Di segno opposto è invece l’andamento della carta/stampa/editoria, che passa dal 9% del 2° trimestre 2025 all’1% del 3° trimestre 2025, tornando sui livelli minimi già osservati nel 3° trimestre 2024. La chimica/gomma plastica è presente solo nel 3° trimestre 2025 con il 3%, in crescita rispetto al 2% del 3° trimestre 2024, mentre nel 2° trimestre 2025 non compariva. Il commercio ha un ruolo del tutto marginale ed è presente solo nel 2° trimestre 2025 con l’1%, per poi scomparire nel trimestre successivo. L’edilizia, infine, resta stabile all’1% nei due trimestri del 2025, ma il confronto con il 3° trimestre 2024, quando pesava il 28%, evidenzia un vero e proprio crollo dell’utilizzo della CIG nel settore.
Utilizzo CIG per settori – 3° trimestre 2025

Sintomi negativi traspaiono anche se guardiamo al prossimo futuro tramite i dati offerti dal Sistema Informativo Excelsior: nel mese di gennaio 2026, infatti, nel mondo del lavoro lecchese sono previsti 110 ingressi in meno rispetto a gennaio 2025; se guardiamo al trimestre gennaio-marzo 2026 il calo sarà di 730 addetti rispetto all’anno precedente.
Il dato, già di per sé negativo, è affiancato da altre criticità: solo il 29% delle entrate previste saranno stabili, ossia con un contratto a tempo indeterminato o di apprendistato, mentre nel 71% dei casi saranno a termine (a tempo determinato o altri contratti con durata predefinita). Permane inoltre il disallineamento tra domanda e offerta, tanto che in 48 casi su 100 le imprese prevedono di avere difficoltà a trovare i profili desiderati.

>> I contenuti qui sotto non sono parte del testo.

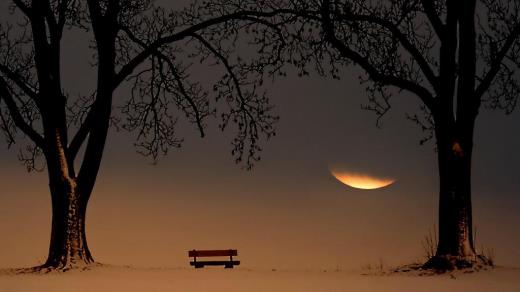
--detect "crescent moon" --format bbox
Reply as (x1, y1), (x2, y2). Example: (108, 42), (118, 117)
(330, 170), (395, 190)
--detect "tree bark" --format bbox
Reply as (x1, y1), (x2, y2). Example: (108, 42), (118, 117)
(41, 129), (94, 270)
(44, 180), (94, 270)
(425, 120), (480, 269)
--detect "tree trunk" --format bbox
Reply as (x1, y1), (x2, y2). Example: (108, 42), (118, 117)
(425, 127), (481, 270)
(36, 130), (94, 270)
(44, 175), (94, 270)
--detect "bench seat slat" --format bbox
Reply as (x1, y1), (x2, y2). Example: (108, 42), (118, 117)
(190, 261), (240, 266)
(188, 249), (238, 257)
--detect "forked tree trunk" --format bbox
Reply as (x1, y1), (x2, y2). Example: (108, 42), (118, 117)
(41, 130), (94, 270)
(44, 181), (94, 270)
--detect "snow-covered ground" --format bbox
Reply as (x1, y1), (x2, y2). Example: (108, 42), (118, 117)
(0, 267), (520, 292)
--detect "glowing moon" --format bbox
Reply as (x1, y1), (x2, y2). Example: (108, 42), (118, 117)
(330, 170), (395, 190)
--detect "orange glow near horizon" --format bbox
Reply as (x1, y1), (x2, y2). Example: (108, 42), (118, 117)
(330, 170), (395, 190)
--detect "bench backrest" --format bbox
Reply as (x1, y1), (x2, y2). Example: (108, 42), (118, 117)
(188, 249), (238, 257)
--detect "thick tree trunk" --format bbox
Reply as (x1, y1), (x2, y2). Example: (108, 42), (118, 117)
(425, 123), (490, 270)
(40, 130), (98, 270)
(44, 181), (94, 270)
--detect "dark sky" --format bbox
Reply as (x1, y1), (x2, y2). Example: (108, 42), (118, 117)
(0, 1), (520, 268)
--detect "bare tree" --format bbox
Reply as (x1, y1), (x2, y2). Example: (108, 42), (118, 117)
(196, 0), (520, 269)
(0, 0), (277, 270)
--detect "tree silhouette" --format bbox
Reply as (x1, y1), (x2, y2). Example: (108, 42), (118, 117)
(0, 0), (277, 270)
(198, 0), (520, 269)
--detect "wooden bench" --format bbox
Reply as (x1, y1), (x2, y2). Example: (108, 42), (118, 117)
(188, 249), (240, 269)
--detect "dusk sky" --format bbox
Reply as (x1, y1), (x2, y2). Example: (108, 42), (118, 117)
(0, 1), (520, 269)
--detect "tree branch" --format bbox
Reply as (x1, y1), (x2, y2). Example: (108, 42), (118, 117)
(421, 0), (445, 39)
(114, 9), (306, 87)
(322, 0), (435, 112)
(0, 64), (39, 103)
(0, 78), (45, 149)
(476, 23), (520, 99)
(342, 14), (440, 90)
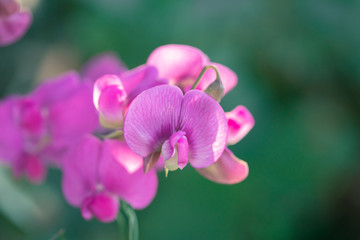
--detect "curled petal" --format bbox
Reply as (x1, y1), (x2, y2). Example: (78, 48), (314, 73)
(147, 44), (209, 85)
(81, 192), (120, 222)
(62, 135), (101, 206)
(0, 11), (32, 46)
(82, 52), (127, 82)
(99, 139), (158, 209)
(195, 63), (238, 94)
(196, 149), (249, 184)
(179, 90), (228, 168)
(124, 85), (183, 157)
(225, 106), (255, 145)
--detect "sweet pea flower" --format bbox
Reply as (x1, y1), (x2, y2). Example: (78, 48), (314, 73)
(62, 135), (158, 222)
(196, 106), (255, 184)
(93, 65), (166, 129)
(0, 0), (32, 46)
(124, 85), (228, 174)
(146, 44), (237, 94)
(0, 72), (98, 183)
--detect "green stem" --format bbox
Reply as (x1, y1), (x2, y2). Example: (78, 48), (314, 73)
(121, 201), (139, 240)
(191, 65), (220, 89)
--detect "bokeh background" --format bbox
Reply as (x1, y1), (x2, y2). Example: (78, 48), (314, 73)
(0, 0), (360, 240)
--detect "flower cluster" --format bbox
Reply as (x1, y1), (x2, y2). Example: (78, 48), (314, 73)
(0, 45), (254, 222)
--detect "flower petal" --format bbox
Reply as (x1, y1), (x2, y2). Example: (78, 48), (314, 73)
(81, 192), (120, 222)
(124, 85), (183, 157)
(82, 52), (127, 82)
(179, 90), (228, 168)
(62, 135), (101, 206)
(99, 139), (158, 209)
(225, 106), (255, 145)
(195, 63), (238, 94)
(0, 11), (32, 46)
(196, 148), (249, 184)
(147, 44), (209, 84)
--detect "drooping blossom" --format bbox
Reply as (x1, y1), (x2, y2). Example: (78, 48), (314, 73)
(62, 135), (158, 222)
(0, 72), (98, 182)
(93, 65), (166, 129)
(146, 44), (237, 94)
(124, 85), (228, 171)
(196, 106), (255, 184)
(0, 0), (32, 46)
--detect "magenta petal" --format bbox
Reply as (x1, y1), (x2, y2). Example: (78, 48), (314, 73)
(196, 63), (238, 94)
(62, 135), (101, 206)
(81, 192), (120, 222)
(99, 140), (158, 209)
(225, 106), (255, 145)
(124, 85), (183, 157)
(147, 44), (209, 83)
(82, 52), (127, 82)
(179, 90), (228, 168)
(196, 148), (249, 184)
(0, 97), (24, 164)
(0, 11), (32, 46)
(49, 84), (98, 144)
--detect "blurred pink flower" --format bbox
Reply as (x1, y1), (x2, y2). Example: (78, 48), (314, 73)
(124, 85), (228, 170)
(93, 65), (166, 129)
(146, 44), (237, 94)
(0, 72), (98, 182)
(62, 135), (158, 222)
(0, 0), (32, 46)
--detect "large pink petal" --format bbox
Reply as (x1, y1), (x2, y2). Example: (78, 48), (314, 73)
(124, 85), (183, 157)
(179, 90), (228, 168)
(99, 140), (158, 209)
(62, 135), (101, 206)
(196, 149), (249, 184)
(0, 11), (32, 46)
(81, 192), (120, 222)
(225, 106), (255, 145)
(147, 44), (209, 85)
(31, 71), (81, 107)
(0, 97), (24, 164)
(49, 84), (98, 144)
(82, 52), (127, 82)
(195, 63), (238, 94)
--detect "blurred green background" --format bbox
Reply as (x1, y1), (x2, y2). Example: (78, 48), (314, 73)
(0, 0), (360, 240)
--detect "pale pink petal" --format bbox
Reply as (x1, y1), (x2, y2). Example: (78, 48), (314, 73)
(225, 106), (255, 145)
(82, 52), (127, 82)
(62, 135), (101, 207)
(81, 192), (120, 222)
(124, 85), (183, 157)
(31, 71), (81, 107)
(194, 63), (238, 94)
(0, 96), (24, 163)
(49, 84), (99, 144)
(0, 11), (32, 46)
(121, 65), (167, 102)
(178, 90), (228, 168)
(93, 75), (126, 109)
(99, 140), (158, 209)
(147, 44), (209, 85)
(196, 148), (249, 184)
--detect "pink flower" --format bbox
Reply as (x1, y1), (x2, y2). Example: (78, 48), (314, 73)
(0, 72), (98, 182)
(146, 44), (237, 94)
(62, 135), (158, 222)
(124, 85), (228, 170)
(0, 0), (32, 46)
(93, 65), (165, 129)
(196, 106), (255, 184)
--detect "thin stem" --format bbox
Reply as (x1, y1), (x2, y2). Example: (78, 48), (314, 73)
(121, 201), (139, 240)
(191, 65), (220, 89)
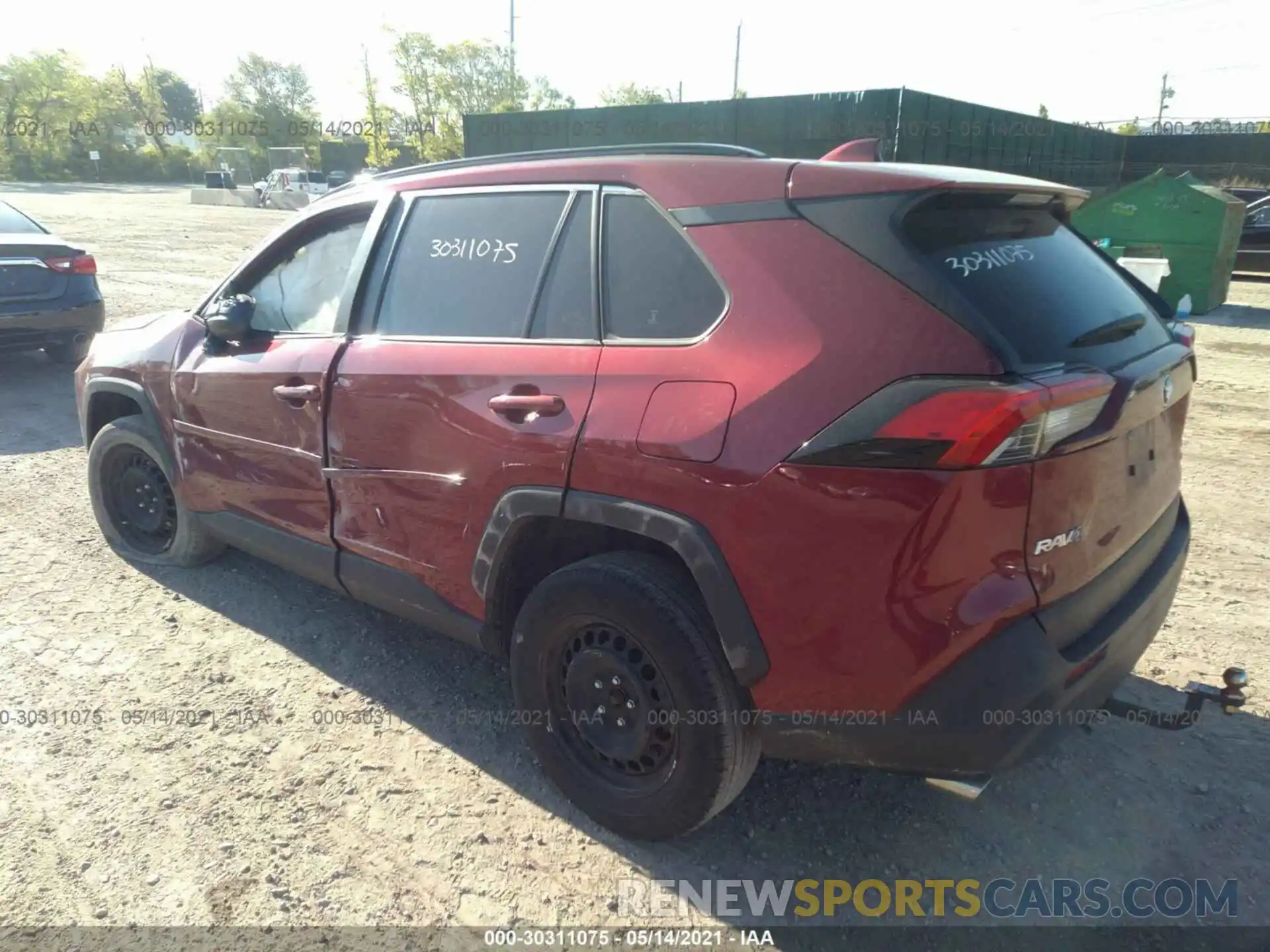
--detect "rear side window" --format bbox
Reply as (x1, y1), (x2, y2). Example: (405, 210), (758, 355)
(903, 203), (1169, 367)
(0, 202), (46, 235)
(601, 194), (726, 340)
(376, 192), (569, 338)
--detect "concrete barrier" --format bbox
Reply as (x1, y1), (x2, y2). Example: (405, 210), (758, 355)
(189, 188), (255, 208)
(189, 188), (309, 212)
(264, 192), (309, 212)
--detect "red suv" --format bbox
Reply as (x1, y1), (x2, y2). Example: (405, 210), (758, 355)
(77, 146), (1195, 839)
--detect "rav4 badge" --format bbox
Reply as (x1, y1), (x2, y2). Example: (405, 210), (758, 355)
(1033, 526), (1081, 555)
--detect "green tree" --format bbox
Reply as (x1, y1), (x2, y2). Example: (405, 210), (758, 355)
(105, 59), (167, 155)
(391, 30), (446, 155)
(392, 32), (574, 161)
(527, 76), (577, 112)
(0, 50), (103, 179)
(362, 46), (398, 169)
(202, 54), (321, 161)
(599, 83), (667, 105)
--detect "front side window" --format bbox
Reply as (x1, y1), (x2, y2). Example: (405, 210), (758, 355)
(374, 192), (569, 338)
(245, 208), (371, 334)
(601, 194), (726, 340)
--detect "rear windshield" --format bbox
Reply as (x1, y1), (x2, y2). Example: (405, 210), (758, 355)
(904, 204), (1169, 367)
(0, 202), (44, 235)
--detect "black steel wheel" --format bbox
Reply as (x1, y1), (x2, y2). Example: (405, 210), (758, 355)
(87, 415), (225, 566)
(556, 622), (678, 789)
(511, 552), (759, 840)
(102, 446), (177, 555)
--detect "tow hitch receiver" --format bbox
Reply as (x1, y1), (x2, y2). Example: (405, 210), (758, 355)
(1103, 668), (1248, 731)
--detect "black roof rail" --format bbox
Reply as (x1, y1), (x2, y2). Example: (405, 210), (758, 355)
(363, 142), (769, 188)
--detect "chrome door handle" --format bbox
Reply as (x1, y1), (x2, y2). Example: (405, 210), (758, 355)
(273, 383), (321, 404)
(489, 393), (564, 416)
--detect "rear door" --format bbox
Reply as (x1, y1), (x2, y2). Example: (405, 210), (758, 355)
(903, 194), (1194, 627)
(326, 185), (601, 623)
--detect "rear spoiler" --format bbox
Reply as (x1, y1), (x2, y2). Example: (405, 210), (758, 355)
(820, 138), (881, 163)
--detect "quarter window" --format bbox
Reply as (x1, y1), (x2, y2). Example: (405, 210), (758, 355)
(601, 194), (726, 340)
(246, 208), (371, 334)
(530, 192), (595, 340)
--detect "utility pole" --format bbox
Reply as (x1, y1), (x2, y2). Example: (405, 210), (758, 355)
(507, 0), (516, 99)
(1156, 72), (1173, 132)
(732, 23), (740, 99)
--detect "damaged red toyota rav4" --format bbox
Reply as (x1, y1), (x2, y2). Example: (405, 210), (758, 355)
(77, 145), (1237, 839)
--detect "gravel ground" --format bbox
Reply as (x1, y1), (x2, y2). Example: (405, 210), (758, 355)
(0, 186), (1270, 947)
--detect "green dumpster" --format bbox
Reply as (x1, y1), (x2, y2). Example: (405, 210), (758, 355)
(1072, 169), (1245, 313)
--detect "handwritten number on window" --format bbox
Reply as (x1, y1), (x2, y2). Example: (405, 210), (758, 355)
(432, 239), (521, 264)
(944, 245), (1037, 278)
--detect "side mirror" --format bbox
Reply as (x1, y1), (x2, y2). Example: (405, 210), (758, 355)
(203, 294), (255, 341)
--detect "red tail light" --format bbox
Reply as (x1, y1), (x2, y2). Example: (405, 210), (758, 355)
(44, 255), (97, 274)
(790, 372), (1115, 469)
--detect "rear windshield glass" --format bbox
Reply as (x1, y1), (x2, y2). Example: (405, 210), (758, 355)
(904, 206), (1169, 367)
(0, 202), (44, 235)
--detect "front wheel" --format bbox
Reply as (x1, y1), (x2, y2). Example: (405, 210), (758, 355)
(87, 416), (224, 566)
(511, 552), (759, 840)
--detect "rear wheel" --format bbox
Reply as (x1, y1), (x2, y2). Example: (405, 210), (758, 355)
(511, 552), (759, 840)
(44, 334), (93, 364)
(87, 416), (224, 566)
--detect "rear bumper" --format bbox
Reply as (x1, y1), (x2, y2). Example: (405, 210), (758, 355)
(0, 298), (105, 352)
(761, 504), (1190, 778)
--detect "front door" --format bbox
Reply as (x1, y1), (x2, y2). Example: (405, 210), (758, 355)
(173, 203), (374, 584)
(326, 186), (599, 636)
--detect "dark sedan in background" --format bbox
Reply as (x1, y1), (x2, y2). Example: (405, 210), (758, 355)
(1234, 197), (1270, 274)
(0, 200), (105, 364)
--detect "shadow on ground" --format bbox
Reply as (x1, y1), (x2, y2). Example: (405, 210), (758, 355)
(0, 350), (81, 457)
(1186, 305), (1270, 330)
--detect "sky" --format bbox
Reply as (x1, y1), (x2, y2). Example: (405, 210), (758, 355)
(0, 0), (1270, 123)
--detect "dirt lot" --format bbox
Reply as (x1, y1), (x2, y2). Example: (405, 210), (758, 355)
(0, 186), (1270, 944)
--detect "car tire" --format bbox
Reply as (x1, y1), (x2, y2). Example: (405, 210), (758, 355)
(87, 416), (225, 566)
(44, 334), (93, 364)
(511, 552), (761, 840)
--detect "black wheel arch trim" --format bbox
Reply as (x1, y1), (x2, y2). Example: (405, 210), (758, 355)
(472, 486), (771, 687)
(564, 490), (771, 688)
(472, 486), (564, 600)
(79, 377), (177, 483)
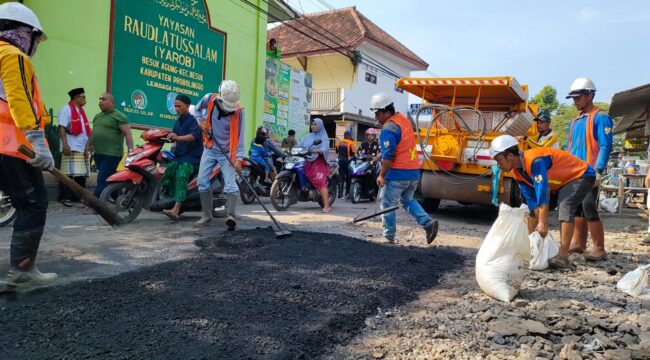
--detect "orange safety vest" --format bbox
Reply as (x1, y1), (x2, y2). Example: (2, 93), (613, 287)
(336, 139), (355, 159)
(567, 106), (602, 167)
(203, 94), (244, 161)
(386, 113), (420, 170)
(512, 147), (587, 190)
(0, 41), (45, 160)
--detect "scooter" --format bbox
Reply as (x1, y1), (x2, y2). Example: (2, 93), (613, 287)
(100, 129), (226, 223)
(348, 155), (379, 204)
(271, 139), (339, 211)
(237, 154), (283, 204)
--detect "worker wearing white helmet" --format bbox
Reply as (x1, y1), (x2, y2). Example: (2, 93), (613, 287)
(195, 80), (246, 230)
(567, 77), (613, 261)
(490, 135), (596, 268)
(370, 93), (438, 244)
(0, 2), (56, 293)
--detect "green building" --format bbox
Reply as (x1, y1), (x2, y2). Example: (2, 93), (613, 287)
(0, 0), (293, 139)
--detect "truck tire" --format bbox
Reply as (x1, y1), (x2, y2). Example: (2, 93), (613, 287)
(422, 198), (440, 212)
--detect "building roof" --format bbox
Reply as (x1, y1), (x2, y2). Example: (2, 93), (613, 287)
(268, 6), (429, 70)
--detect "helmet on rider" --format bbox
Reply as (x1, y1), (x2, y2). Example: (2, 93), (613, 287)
(566, 77), (596, 99)
(255, 126), (269, 137)
(219, 80), (239, 111)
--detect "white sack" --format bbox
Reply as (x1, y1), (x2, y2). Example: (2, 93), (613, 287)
(528, 231), (560, 270)
(616, 265), (650, 299)
(476, 204), (530, 302)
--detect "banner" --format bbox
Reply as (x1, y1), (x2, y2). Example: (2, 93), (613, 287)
(264, 57), (312, 142)
(109, 0), (226, 128)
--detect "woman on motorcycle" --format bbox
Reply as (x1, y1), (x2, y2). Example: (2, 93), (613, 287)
(298, 118), (332, 213)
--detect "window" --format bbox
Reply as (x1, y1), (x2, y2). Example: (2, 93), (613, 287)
(366, 72), (377, 84)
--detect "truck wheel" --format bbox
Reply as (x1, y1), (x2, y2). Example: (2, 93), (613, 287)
(422, 198), (440, 212)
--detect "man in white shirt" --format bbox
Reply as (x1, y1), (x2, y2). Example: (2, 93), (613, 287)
(58, 88), (91, 207)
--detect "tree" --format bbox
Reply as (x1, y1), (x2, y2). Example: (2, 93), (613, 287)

Il commento di Mirco Scaccabarozzi, Segretario Generale CISL Monza Brianza Lecco
“Leggendo il dato della produzione metalmeccanica del 2025, decisamente in calo, al pari, in diversi casi, del portafoglio ordini e dell’export, alla luce anche del dato CIG, la Cisl è fortemente preoccupata del futuro di questo comparto manifatturiero vitale per il nostro Territorio. Certo non si può sottacere il rischio connesso alla possibile carenza in futuro di materie prime e alla fluttuazione dei prezzi energetici, nonché di eventuali mutamenti degli scenari macroeconomici globali, correlati a conflitti, politiche doganali dissennate e frammentazione dei mercati. Nondimeno, unica possibilità per uscire dalle secche dell’attuale frangente, crediamo sia l’investimento in nuove tecnologie, pur consapevoli dell’enorme difficoltà in tanti casi dell’accesso al credito bancario. Alla politica chiediamo, anche sulla base di quanto a più riprese sostenuto dal governatore di Bankitalia, Panetta, un rilancio degli investimenti in formazione, con il potenziamento dei percorsiSTE(A)M”.